Complete monitoring solution for your K3s homelab cluster with Prometheus, Grafana, Loki, and more.
This monitoring stack provides comprehensive observability for your K3s homelab:
- 📊 Metrics Collection: Prometheus scrapes metrics from Kubernetes and system components
- 📈 Visualization: Grafana dashboards for beautiful charts and graphs
- 📝 Log Aggregation: Loki collects and indexes logs from all pods and services
- 🚨 Alerting: Built-in alerts for common issues (high CPU, memory, pod crashes)
- 🔍 System Monitoring: Node Exporter provides host-level metrics
- ☸️ Kubernetes Monitoring: Kube State Metrics exposes cluster state
| Component | Purpose | Port | Image |
|---|---|---|---|
| Prometheus | Metrics collection & alerting | 30000 | prom/prometheus:v2.45.0 |
| Grafana | Data visualization | 30001 | grafana/grafana:10.0.3 |
| Loki | Log aggregation | 3100 | grafana/loki:2.9.0 |
| Promtail | Log collection agent | - | grafana/promtail:2.9.0 |
| Node Exporter | System metrics | 9100 | prom/node-exporter:v1.6.1 |
| Kube State Metrics | K8s cluster metrics | 8080 | k8s.gcr.io/kube-state-metrics/kube-state-metrics:v2.10.0 |
- K3s cluster running (see main README.md)

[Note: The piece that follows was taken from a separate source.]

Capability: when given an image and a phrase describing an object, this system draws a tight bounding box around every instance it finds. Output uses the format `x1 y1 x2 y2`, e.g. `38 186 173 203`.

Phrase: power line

- Ansible configured and working
kubectlaccess to your cluster
# Deploy the complete monitoring stack
ansible-playbook -i inventory/hosts.yml playbooks/monitoring.yml# Apply all manifests at once
kubectl apply -f manifests/monitoring/
# Or apply individually
kubectl apply -f manifests/monitoring/namespace.yml
kubectl apply -f manifests/monitoring/prometheus-rbac.yml
kubectl apply -f manifests/monitoring/prometheus-config.yml
kubectl apply -f manifests/monitoring/prometheus-deployment.yml
kubectl apply -f manifests/monitoring/grafana-config.yml
kubectl apply -f manifests/monitoring/grafana-deployment.yml
kubectl apply -f manifests/monitoring/loki-deployment.yml
kubectl apply -f manifests/monitoring/promtail-deployment.yml
kubectl apply -f manifests/monitoring/node-exporter.yml
kubectl apply -f manifests/monitoring/kube-state-metrics.yml# Check all pods are running
kubectl get pods -n monitoring
# Check services
kubectl get svc -n monitoring
# Check deployments
kubectl get deployments -n monitoringReplace 10.10.1.24 with your K3s server IP address:
| Service | URL | Credentials |
|---|---|---|
| Grafana | http://10.10.1.24:30001 | admin / admin |
| Prometheus | http://10.10.1.24:30000 | No auth |
# Grafana
kubectl port-forward -n monitoring svc/grafana 3000:3000
# Prometheus
kubectl port-forward -n monitoring svc/prometheus-service 9090:8080- Kubernetes Cluster Resource Usage - Pre-configured dashboard showing:
- Cluster CPU and Memory capacity
- Resource utilization trends
- Pod and node status
Popular dashboard IDs to import from grafana.com:
| ID | Name | Description |
|---|---|---|
12119 |
Kubernetes Cluster Overview | Complete K8s cluster monitoring |
315 |
Kubernetes Cluster Monitoring | Detailed cluster metrics |
13332 |
Kube State Metrics v2 | Kubernetes object state |
1860 |
Node Exporter Full | Detailed system metrics |
13639 |
Logs App | Loki log exploration |
How to import:
- Open Grafana → Dashboards → Import
- Enter dashboard ID
- Select Prometheus data source
- Click Import
The following alerts are pre-configured:
| Alert | Condition | Severity |
|---|---|---|
NodeDown |
Node unreachable for >5min | Critical |
NodeHighCPUUsage |
CPU usage >80% for 5min | Warning |
NodeHighMemoryUsage |
Memory usage >90% for 5min | Critical |
KubernetesNodeReady |
Node not ready for 10min | Critical |
KubernetesMemoryPressure |
Memory pressure detected | Critical |
KubernetesPodCrashLooping |
Pod restart >3 times in 1min | Warning |
To configure alert channels (email, Slack, Discord, etc.):
- Open Grafana → Alerting → Notification channels
- Add your preferred notification method
- Test the configuration
Loki automatically collects logs from:
- All Kubernetes pods
- System containers
- Application containers
- Grafana Explore: http://10.10.1.24:30001/explore
- Select "Loki" data source
- Use LogQL queries:
# All logs from monitoring namespace
{namespace="monitoring"}
# Logs from specific pod
{pod="prometheus-xxxxx"}
# Error logs across cluster
{} |= "error"
# Logs from specific app
{app="nginx"}
Default resource limits per component:
# Prometheus
resources:
requests: { cpu: "500m", memory: "500M" }
limits: { cpu: "1000m", memory: "1Gi" }
# Grafana
resources:
requests: { cpu: "500m", memory: "500M" }
limits: { cpu: "1000m", memory: "1Gi" }
# Loki
resources:
requests: { cpu: "500m", memory: "512Mi" }
limits: { cpu: "1000m", memory: "1Gi" }emptyDir (ephemeral storage)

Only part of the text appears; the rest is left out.